Here are the four major inputs to Synoptic, a description of what's difficult about generating this input, and some ideas on how to either eliminate or make it easier to generate the input.

  • High quality log

    • Logs are often messy. Synoptic assumes that the user is interested in every logged event, this may not be true. The log may also be incomplete -- e.g. it may not capture all events the system may generate. Its unclear how useful Synoptic is in the case of an incomplete log.
    • Work by Ari at SLAML mines identifiers from logs and relates events that include common identifiers. The inputs is a set of identifiers, and an output is a graph linking messages through identifiers. We could target Synoptic to analyze just those events that are present in the same connected component of this graph. This would help to automate the process of deciding which events are relevant and which events are not relevant. The user would only have to specify which clustert of events they are interested in.
  • Relation over events

    • For logs containing timestamps, lack of synchronization between machines may make it impossible to study logs from different machines in combination.
    • Ari's idea (described above) could be used is to disallow the relation to span different connected components. The assumption is that different connected components correspond to different logical components of the system. Synoptic should therefore avoid connecting graphs that correspond to different components.
  • Event instances -> Event type mapping

    • The selection of this granularity is highly nuanced.
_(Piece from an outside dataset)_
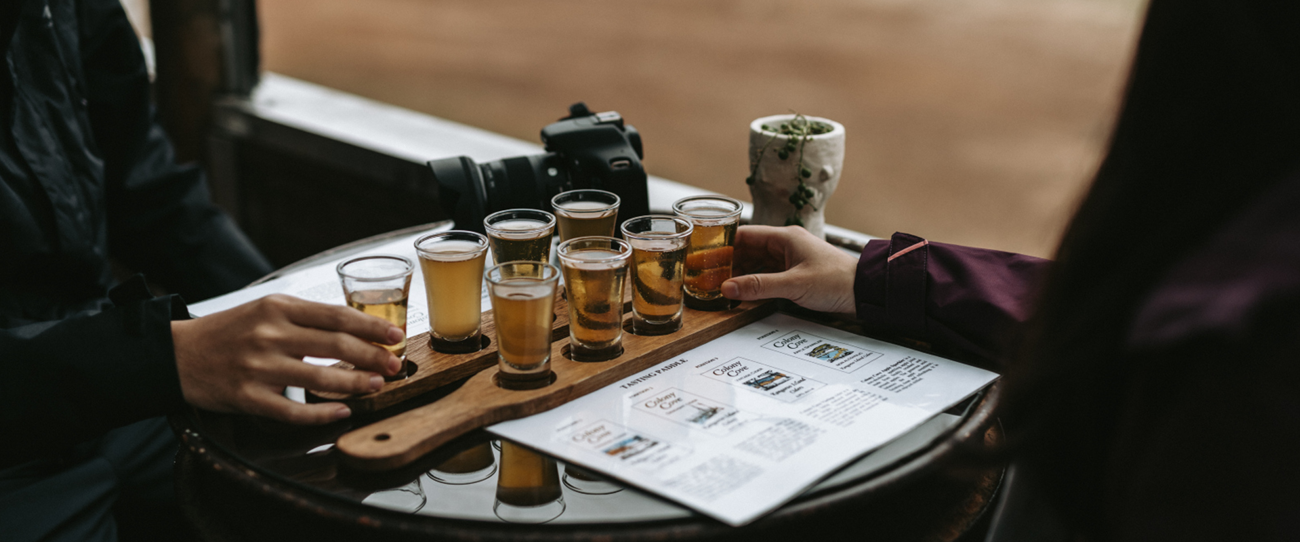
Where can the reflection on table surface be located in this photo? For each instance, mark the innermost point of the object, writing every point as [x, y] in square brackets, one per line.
[479, 477]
It requires deep understanding of the system.
    • To eliminate this input we could leverage tools that mine common patterns from logs, such as loghound. We can also eliminate this input by mining printf() statements directly from program source (Google has such a system).
  • Invariant mining granularity

    • The selection of this granularity is highly nuanced. It requires deep understanding of the system.
    • Ari's idea (described above) could be used is to help determine the mining granularity automatically. For example, if we agree that an invariant between two events should only be considered if the two events are in the same connected component of Ari's graph, then we could use these constraints to determine the appropriate mining granularity. This seems hard, but is an interesting take on the problem.

Synoptic use cases

new We can compare two Synoptic graphs for structural differences. (This is easier than graph isomorphism because we have to also match graph labels). This is useful for:

  • detecting anomalies when all graphs are the same except for the anomalous one (why not just compare invariant sets?)
  • close the loop with program analysis -- whenever the user modifies the code, they can mine printfs, or mine logs to understand whether the new program has the desired new behavior

(Mike thinks this is good, but would hold off on this until we find out what our users want. Then we can implement what they need, which (so long as they are sympathetic and willing to try again when we come back) should be more effective than speculatively implementing features.)

Evaluation

We must find a way to compare Synoptic to previously published results:

  • Acquire traces for system that have been studied by published log analysis tools.
  • Get code from the GK-Tail authors. They seemed forthcoming over email, but we never followed up with them.

Improving Synoptic output/UI

new At OSDI we found out that some google systems have anywhere from hundreds to thousands of event types. Here is one way to focus Synoptic on fewer event types that are still meaningful. Consider the invariant dependency graph for mined invariants (a node is an event type, and two nodes have an undirected edge if there is at least one invariant that relates them). It is likely that this graph will have connected components that relate some cluster of event types. We can use this to produce graphs that only include event types that have some relation between them -- essentially we can filter from the log just the event types in the connected component and run Synoptic on this new filtered log. The result will be a collection of Synoptic output graphs, one for each connected component in the invariant dependency graph.